Há entre alguns de nós uma noção distorcida de dualidade, às vezes até desonesta, que equipara gestos cujo teor não guarda relação, estabelecendo uma falsa equivalência, de modo a justificar o injustificável - em alguns casos, o abominável. Assim, se se ameaça a ordem constitucional é porque, do outro lado, existe um extremo com sinal ideológico invertido que garante o direito a um ponto de vista radical. Nada mais enganoso, e também arriscado. Afinal, qual é o outro lado de um ato contra a integridade física de alguém?
Cito isso a propósito de todas as ressalvas que vi ontem ao gesto condenável do jornalista Augusto Nunes, que agrediu a socos o colega de profissão Glenn Greenwald durante programa de rádio. Chamado de covarde depois de ter se referido de maneira desrespeitosa à família de Glenn, Augusto esmurrou-o.

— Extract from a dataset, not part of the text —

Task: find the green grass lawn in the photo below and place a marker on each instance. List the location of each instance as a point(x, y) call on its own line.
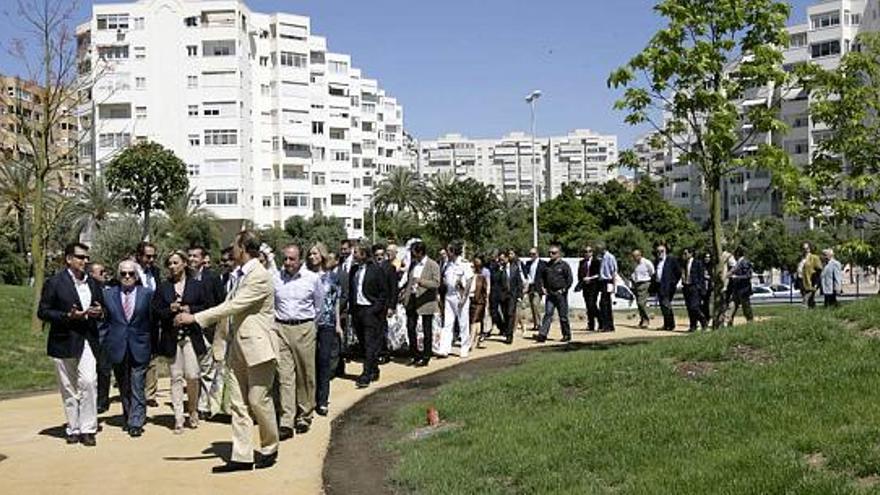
point(787, 405)
point(24, 365)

Em sua defesa, o brasileiro disse haver protegido sua honra, esse valor a que homens frequentemente recorrem quando se veem ameaçados por suas próprias fragilidades, partindo para a briga. Calhou de a vítima ser outro homem, mas normalmente é uma mulher.
Com Nunes não foi diferente. Suas desculpas posteriores não eliminam o fato de que cedeu ao baixo expediente da força, dispensando-se de qualquer traço de civilidade, esse princípio nobre que fez Greenwald acreditar que seria importante participar do "Pânico" na Jovem Pan, emissora que se tornou o esgoto onde se fermenta o lodo político no Brasil.
Mas não ficou nisso. Houve quem aplaudisse o agressor, tratando-o como herói. Na verdade, muitos lhe bateram palmas e até pediram que, na próxima, seja mais certeiro. Entre eles, dois dos três filhos do presidente da República. Sob o argumento de que o jornalista apenas reagiu como qualquer um faria, trataram o triste episódio como um entrevero ordinário, típico de desavenças masculinas, propositadamente ignorando que as soluções extremas se replicam na esteira da ignorância.
Primeiro, uma ofensa aqui e outra ali. Em seguida, a menção ao fechamento do Congresso. Aí vem uma declaração mais enfática sobre a ditadura. E, finalmente, o recurso à violência explícita. É um roteiro conhecido, mas de escalada imprevisível e efeitos danosos.
Para tudo isso que temos visto, não há um outro lado que o justifique. Há um único lado, o extremista, que todos podem identificar facilmente. Porque esse lado exercita o abuso, que ainda não se tornou frequente no País, mas talvez não estejamos muito longe disso.